Séniors en entreprise : on ne selle pas un cheval qui rentre à l’écurie

avec l’aimable autorisation de Jonas2 

Elle
arrive. Elle est presque là. Ce n’est plus ce futur intangible que je
caressais avec ferveur les matins d’hiver pour me donner du courage.
Non. Elle a pris corps. Je peux même toucher la liasse de papier qui en
atteste. Le décompte de mes droits. Ma retraite. Ma chère retraite.
Enfin!

Pour les collègues aussi la cause est entendue.

– Alors Patembert? Combien de mois encore?

Je sens qu’ils sont déjà passés à autre chose; à un, ou une autre que moi.

– Ça doit être long la dernière ligne droite. Non?
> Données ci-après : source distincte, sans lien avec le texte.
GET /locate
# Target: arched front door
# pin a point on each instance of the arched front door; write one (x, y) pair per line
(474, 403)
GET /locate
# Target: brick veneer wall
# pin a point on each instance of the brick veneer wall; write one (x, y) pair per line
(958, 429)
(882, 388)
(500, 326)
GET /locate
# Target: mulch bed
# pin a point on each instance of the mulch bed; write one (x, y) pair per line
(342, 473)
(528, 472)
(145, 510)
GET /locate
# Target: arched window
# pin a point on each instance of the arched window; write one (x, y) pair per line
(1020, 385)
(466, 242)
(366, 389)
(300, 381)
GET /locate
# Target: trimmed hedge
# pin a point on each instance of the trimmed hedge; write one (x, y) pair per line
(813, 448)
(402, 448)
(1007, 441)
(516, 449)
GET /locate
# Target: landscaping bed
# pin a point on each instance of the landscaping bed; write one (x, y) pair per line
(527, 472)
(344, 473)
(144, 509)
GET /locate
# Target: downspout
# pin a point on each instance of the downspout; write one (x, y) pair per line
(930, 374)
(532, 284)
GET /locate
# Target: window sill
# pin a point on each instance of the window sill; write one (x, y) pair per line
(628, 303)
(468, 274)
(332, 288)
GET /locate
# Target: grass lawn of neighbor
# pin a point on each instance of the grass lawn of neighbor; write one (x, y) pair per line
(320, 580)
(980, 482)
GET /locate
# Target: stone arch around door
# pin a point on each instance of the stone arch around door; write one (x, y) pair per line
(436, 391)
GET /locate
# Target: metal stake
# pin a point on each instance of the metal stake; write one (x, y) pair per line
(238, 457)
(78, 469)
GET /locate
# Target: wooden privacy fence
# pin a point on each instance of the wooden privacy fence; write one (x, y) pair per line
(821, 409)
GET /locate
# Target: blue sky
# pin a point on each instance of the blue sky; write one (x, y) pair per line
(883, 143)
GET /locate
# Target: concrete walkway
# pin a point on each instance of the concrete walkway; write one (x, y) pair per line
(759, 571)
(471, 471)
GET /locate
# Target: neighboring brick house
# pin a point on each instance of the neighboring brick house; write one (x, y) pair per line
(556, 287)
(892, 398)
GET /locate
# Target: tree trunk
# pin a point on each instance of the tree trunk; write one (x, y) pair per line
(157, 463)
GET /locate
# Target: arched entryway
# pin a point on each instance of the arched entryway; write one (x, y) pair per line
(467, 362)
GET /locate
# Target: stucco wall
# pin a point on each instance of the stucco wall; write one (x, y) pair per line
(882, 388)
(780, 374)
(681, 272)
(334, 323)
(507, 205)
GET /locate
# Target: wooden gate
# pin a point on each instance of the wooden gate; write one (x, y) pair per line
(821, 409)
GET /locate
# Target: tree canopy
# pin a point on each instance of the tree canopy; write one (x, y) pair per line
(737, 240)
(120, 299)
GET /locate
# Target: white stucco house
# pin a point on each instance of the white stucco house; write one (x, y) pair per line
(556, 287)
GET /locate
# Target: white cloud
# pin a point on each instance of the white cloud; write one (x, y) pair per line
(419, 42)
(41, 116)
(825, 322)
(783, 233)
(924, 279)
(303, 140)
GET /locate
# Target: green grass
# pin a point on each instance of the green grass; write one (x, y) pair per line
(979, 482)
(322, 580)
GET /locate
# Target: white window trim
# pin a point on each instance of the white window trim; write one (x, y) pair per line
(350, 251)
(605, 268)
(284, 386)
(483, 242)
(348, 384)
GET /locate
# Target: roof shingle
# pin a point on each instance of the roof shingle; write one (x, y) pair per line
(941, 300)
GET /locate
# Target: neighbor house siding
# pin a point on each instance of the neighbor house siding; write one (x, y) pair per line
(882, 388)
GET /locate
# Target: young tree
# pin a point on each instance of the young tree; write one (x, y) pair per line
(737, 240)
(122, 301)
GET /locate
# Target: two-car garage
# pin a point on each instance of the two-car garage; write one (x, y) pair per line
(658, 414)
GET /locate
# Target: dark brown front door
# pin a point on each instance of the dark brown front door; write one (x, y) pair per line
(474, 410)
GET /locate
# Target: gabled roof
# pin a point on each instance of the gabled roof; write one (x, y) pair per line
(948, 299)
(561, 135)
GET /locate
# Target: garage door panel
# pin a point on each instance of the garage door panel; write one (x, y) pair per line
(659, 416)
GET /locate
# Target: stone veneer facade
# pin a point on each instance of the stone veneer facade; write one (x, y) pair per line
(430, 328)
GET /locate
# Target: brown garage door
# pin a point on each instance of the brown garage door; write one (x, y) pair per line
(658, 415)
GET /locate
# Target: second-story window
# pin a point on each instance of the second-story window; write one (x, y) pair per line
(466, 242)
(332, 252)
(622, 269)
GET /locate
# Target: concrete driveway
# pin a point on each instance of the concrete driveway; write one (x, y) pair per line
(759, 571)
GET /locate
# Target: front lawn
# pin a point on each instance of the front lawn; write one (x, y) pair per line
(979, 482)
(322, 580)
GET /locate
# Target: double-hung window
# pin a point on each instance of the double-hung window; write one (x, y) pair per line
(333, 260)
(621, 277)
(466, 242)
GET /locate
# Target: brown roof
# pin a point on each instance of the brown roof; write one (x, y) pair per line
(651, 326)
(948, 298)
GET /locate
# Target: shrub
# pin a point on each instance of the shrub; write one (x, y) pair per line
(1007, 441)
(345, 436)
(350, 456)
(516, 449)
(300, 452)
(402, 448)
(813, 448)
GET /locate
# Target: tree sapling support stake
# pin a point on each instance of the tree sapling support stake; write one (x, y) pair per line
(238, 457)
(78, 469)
Sans doute autant pour eux que pour moi. Normal. Ils attendent la
redistribution des cartes qui suivra mon départ. Ils ne peuvent
décemment pas le faire dès maintenant. Ce serait se partager les écus
sur le ventre de l’agonisant. Je me marre intérieurement en fredonnant
la chanson de Félix Leclerc "Chapeau noir, les yeux dans l’eau, les
mouchoirs, les gros sanglots, rage au cœur, couteaux tirés, gerbes de
fleurs, Miserere!"

Ils forcent un peu sur le registre sympa. Je ne suis plus un rival
potentiel. Le papy est soudain devenu inoffensif. Je sais ce qu’il y a
dans cette bonhomie nouvelle pour l’avoir éprouvée moi-même il y a
longtemps.

– Quel intérêt aurait-il à encore intriguer ou placer ses pions le Papy? Pour son compte?
– Improbable. Sa carrière est derrière lui.
– Pour l’organisation alors?
– Tu parles! Il pense plus à ses petits-enfants qu’à la boite. C’est normal à son âge.

Là ils ont tort. J’essaye de me motiver et de rester investi. Oh!
pas pour la gloire, mais pour que justement les derniers mois ne soient
pas trop longs. Le temps s’étire indéfiniment quand on s’emmerde.
Malheureusement je ne décide pas de tout.

– Ah! Au fait! Patembert. Je ne vous envoie pas au
séminaire sur le nouveau processus, parce que quand ça va se mettre en
place vous ne serez plus là. Je préfère privilégier les acteurs qui
auront à l’appliquer. Je pense que vous le comprenez. D’ailleurs vous
avez assez donné. C’est le tour des autres maintenant, hein? Ha! Ha!
Ha! Vous avez bien gagné le droit de souffler un peu. Je compte sur
vous en revanche pour les transferts de savoir faire. C’est important
pour la boite de contribuer à transmettre ce capital mémoire et
expérience avant votre départ.

Mon expérience? Je la trouve un rien obsolète confrontée aux
technologies de l’information, ravivées chaque jour de nouvelles
notions dont je dois avouer qu’elles me lassent de plus en plus.
Difficile d’investir lourdement dans des pratiques que je ne
maîtriserai, dans le
meilleur des cas, qu’au moment de partir et qui ne me seront d’aucune utilité par la suite.

Se rendent-ils compte qu’ils me font jouer une partie où on ne me
passe plus jamais le ballon. C’est un peu comme si j’étais devenu
transparent. Difficile de s’intéresser à un match sur lequel on ne pèse
plus du tout. Encore plus difficile de se jeter sur un ballon rétif
quand on est las.

Il est schizophrène, ce discours qui consiste à exhorter les seniors
à rester en activité. Car l’entreprise n’aime pas les seniors. Elle n’a
ni le temps ni le goût de s’encombrer d’eux. Ils sont les lambeaux
d’hier dans une organisation qui n’a d’intérêt que pour demain, la
prospective et les contrats d’objectifs.

Les jeunes, eux, attendent avec impatience de voir les seniors tirer
leur révérence pour laisser le champ libre à leurs légitimes ambitions.
Quant aux seniors, ils n’ont qu’une envie. C’est de mettre un terme à
ces postures factices du vieux qui fait semblant d’en redemander et
d’une organisation qui fait semblant de n’attendre que ça.

Personne ne veut véritablement que les seniors jouent les
prolongations en entreprise; à commencer par eux. Celui qui est à
l’origine de cette injonction paradoxale, c’est monsieur
le comptable des retraites qui milite pour une cause bien plus prosaïque: payer le moins possible d’années de retraite.